Si chiama calcio.
E’ lo sport più bello del mondo. Cala, cala…
E’ lo sport più “parlato” in Italia. Ah, ecco, così va meglio.
Chi più chi meno, tutti hanno tirato calci a un pallone, e in virtù di questo si sentono in diritto-dovere di dare degli asini agli allenatori, oppure di complicare il giochino, vaneggiando di estrazioni del lotto travestite da moduli tattici (4-4-2, 3-4-1-2 e via di questo passo), come se davvero fosse un giocatore schierato mezzo metro più avanti o più indietro a fare la differenza.
E’ un gioco che non è semplicemente un gioco, per molti è una fede, addirittura una ragione di vita. Ma non per questo merita il rispetto da parte di chi continua a chiedersi cosa abbia di così speciale, infestato com’è da simulatori tra chi lo gioca e luoghi comuni tra chi lo racconta.
Ed è proprio su questi ultimi (luoghi comuni, frasi fatte e svarioni giornalistici) che vogliamo soffermarci in questo viaggio a puntate.
Palla al centro, iniziamo subito.
(durante una telecronaca): “E’ il risultato giusto, perlomeno fino a questo momento”.
Beh, certo. Non potendo leggere il futuro è improbabile che sia il risultato giusto in base a quello che deve ancora succedere.
(durante una telecronaca): “Entrambe le squadre cercano di non perdere facilmente il pallone, perché poi faticano a riconquistarlo”.
Dal che si evince che esistono squadre che perdono volentieri palla, perché poi sono brave a riconquistarla.
La Tal Squadra ha pagato l’inesperienza nelle competizioni internazionali.
E’ noto infatti che nelle competizioni internazionali le avversarie giocano in dodici, a volte in tredici, il campo di gara è quadrato anziché rettangolare, gli arbitri non ci sono e, soprattutto, al posto delle porte ci sono i canestri.
Questo è uno degli argomenti più affascinanti in assoluto. In sostanza la tesi è che calciatori poco abituati a giocare competizioni europee (nel caso di squadre di club) o competizioni internazionali (nel caso di squadre nazionali), paghino dazio all’inesperienza. Come se fosse un altro sport, con regole diverse. Vada per l’aspetto emotivo, ma oltre non riusciamo proprio ad andare. A noi verrebbe da semplificarla, dicendo che alzandosi il livello (una Champions League è ovviamente mediamente più qualitativa di una Serie A qualsiasi), è meno facile vincere, ma per fortuna siamo tra i pochi in Italia che non capiscono nulla di calcio, quindi andiamo avanti.

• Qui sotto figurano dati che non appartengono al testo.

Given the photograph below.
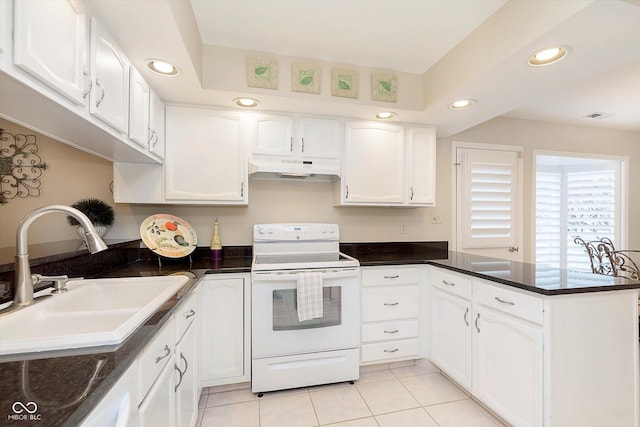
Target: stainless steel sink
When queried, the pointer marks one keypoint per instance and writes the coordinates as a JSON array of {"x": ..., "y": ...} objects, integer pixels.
[{"x": 92, "y": 313}]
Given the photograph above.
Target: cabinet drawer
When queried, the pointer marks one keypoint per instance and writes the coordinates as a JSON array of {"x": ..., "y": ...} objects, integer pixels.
[
  {"x": 457, "y": 284},
  {"x": 389, "y": 302},
  {"x": 389, "y": 276},
  {"x": 389, "y": 330},
  {"x": 155, "y": 356},
  {"x": 517, "y": 304},
  {"x": 389, "y": 350},
  {"x": 187, "y": 313}
]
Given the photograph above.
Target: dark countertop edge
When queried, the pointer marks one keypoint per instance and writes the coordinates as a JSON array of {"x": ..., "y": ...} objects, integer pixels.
[{"x": 94, "y": 398}]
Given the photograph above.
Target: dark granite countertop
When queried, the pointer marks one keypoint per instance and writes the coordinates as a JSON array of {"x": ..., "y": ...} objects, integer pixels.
[{"x": 59, "y": 377}]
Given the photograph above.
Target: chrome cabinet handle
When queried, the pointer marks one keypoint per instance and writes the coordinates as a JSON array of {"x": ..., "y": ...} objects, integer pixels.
[
  {"x": 167, "y": 351},
  {"x": 99, "y": 101},
  {"x": 504, "y": 302},
  {"x": 88, "y": 90},
  {"x": 181, "y": 374}
]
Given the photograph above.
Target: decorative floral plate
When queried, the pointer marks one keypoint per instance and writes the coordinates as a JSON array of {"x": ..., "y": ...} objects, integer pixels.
[{"x": 168, "y": 235}]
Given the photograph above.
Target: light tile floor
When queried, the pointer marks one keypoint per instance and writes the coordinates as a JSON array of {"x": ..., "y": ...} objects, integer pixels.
[{"x": 394, "y": 396}]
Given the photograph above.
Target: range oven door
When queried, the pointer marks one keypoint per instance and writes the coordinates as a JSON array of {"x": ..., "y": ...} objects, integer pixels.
[{"x": 276, "y": 330}]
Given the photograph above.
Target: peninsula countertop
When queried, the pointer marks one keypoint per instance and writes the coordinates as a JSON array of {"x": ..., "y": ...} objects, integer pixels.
[{"x": 59, "y": 373}]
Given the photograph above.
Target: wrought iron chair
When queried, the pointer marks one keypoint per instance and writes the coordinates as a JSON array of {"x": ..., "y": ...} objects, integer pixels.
[{"x": 605, "y": 259}]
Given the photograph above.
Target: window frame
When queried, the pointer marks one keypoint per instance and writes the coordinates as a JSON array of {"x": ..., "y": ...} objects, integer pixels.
[{"x": 622, "y": 230}]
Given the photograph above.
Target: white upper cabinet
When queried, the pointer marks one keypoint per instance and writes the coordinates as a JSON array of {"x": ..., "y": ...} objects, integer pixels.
[
  {"x": 273, "y": 135},
  {"x": 302, "y": 137},
  {"x": 205, "y": 157},
  {"x": 373, "y": 165},
  {"x": 421, "y": 166},
  {"x": 110, "y": 76},
  {"x": 50, "y": 43},
  {"x": 318, "y": 137},
  {"x": 138, "y": 109},
  {"x": 156, "y": 125}
]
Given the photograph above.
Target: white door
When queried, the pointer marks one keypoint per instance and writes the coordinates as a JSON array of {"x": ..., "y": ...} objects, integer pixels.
[
  {"x": 204, "y": 156},
  {"x": 110, "y": 73},
  {"x": 451, "y": 335},
  {"x": 273, "y": 135},
  {"x": 319, "y": 138},
  {"x": 507, "y": 367},
  {"x": 138, "y": 109},
  {"x": 222, "y": 329},
  {"x": 488, "y": 201},
  {"x": 50, "y": 42},
  {"x": 374, "y": 160},
  {"x": 421, "y": 161}
]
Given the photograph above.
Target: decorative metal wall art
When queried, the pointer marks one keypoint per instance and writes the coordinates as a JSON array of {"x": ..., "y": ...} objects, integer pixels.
[{"x": 20, "y": 166}]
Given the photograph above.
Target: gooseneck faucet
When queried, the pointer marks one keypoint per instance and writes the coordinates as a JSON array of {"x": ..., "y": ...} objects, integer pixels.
[{"x": 23, "y": 284}]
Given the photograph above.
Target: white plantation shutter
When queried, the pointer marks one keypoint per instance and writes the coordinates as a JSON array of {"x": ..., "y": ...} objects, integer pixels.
[
  {"x": 489, "y": 191},
  {"x": 549, "y": 218},
  {"x": 576, "y": 200}
]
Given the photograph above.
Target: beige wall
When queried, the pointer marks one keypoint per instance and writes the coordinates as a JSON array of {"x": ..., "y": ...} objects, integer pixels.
[
  {"x": 74, "y": 174},
  {"x": 71, "y": 175}
]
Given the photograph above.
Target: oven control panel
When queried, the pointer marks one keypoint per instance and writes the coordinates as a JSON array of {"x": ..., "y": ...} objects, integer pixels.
[{"x": 296, "y": 232}]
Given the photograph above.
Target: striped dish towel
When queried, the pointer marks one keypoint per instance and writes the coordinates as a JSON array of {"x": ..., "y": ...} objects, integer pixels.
[{"x": 309, "y": 295}]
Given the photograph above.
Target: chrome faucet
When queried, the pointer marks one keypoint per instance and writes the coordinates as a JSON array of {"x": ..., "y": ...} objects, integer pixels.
[{"x": 23, "y": 284}]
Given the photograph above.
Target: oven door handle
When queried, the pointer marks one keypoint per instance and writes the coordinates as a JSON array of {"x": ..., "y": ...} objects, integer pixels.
[{"x": 328, "y": 273}]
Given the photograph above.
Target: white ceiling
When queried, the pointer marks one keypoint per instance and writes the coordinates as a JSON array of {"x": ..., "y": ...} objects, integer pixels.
[{"x": 457, "y": 48}]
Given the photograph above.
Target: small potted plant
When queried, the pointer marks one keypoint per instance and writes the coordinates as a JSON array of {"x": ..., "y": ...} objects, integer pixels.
[{"x": 99, "y": 213}]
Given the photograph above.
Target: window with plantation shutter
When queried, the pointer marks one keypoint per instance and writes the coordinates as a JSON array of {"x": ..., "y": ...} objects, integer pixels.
[
  {"x": 575, "y": 197},
  {"x": 488, "y": 211}
]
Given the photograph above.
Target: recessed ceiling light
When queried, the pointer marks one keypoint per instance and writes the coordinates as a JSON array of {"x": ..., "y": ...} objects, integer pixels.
[
  {"x": 548, "y": 56},
  {"x": 246, "y": 102},
  {"x": 385, "y": 115},
  {"x": 163, "y": 68},
  {"x": 461, "y": 104}
]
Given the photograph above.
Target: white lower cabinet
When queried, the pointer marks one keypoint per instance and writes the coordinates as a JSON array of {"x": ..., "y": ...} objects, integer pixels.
[
  {"x": 391, "y": 321},
  {"x": 450, "y": 338},
  {"x": 226, "y": 334},
  {"x": 156, "y": 379},
  {"x": 187, "y": 361},
  {"x": 536, "y": 360},
  {"x": 507, "y": 366},
  {"x": 158, "y": 408}
]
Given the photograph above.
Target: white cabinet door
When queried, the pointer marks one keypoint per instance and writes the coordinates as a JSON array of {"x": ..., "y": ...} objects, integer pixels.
[
  {"x": 158, "y": 408},
  {"x": 273, "y": 135},
  {"x": 421, "y": 162},
  {"x": 223, "y": 331},
  {"x": 204, "y": 156},
  {"x": 50, "y": 43},
  {"x": 318, "y": 138},
  {"x": 138, "y": 109},
  {"x": 374, "y": 160},
  {"x": 110, "y": 75},
  {"x": 507, "y": 366},
  {"x": 156, "y": 125},
  {"x": 187, "y": 381},
  {"x": 451, "y": 335}
]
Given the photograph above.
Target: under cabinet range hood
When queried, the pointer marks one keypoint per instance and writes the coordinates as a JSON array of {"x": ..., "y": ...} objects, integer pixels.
[{"x": 318, "y": 170}]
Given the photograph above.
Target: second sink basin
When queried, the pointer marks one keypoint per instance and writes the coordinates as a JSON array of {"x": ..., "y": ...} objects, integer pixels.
[{"x": 91, "y": 313}]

Il tal giocatore è bravo a procurarsi il rigore.
Truffa. Fuori da un campo di calcio si chiamerebbe così.
Palo, che sfortuna.
Funziona così: palo-fuori è sfortuna, palo-gol però non è fortuna, ma precisione chirurgica dell’attaccante. Tiro fuori di un millimetro è sfortuna, tiro dentro di un millimetro però non è fortuna. Boh.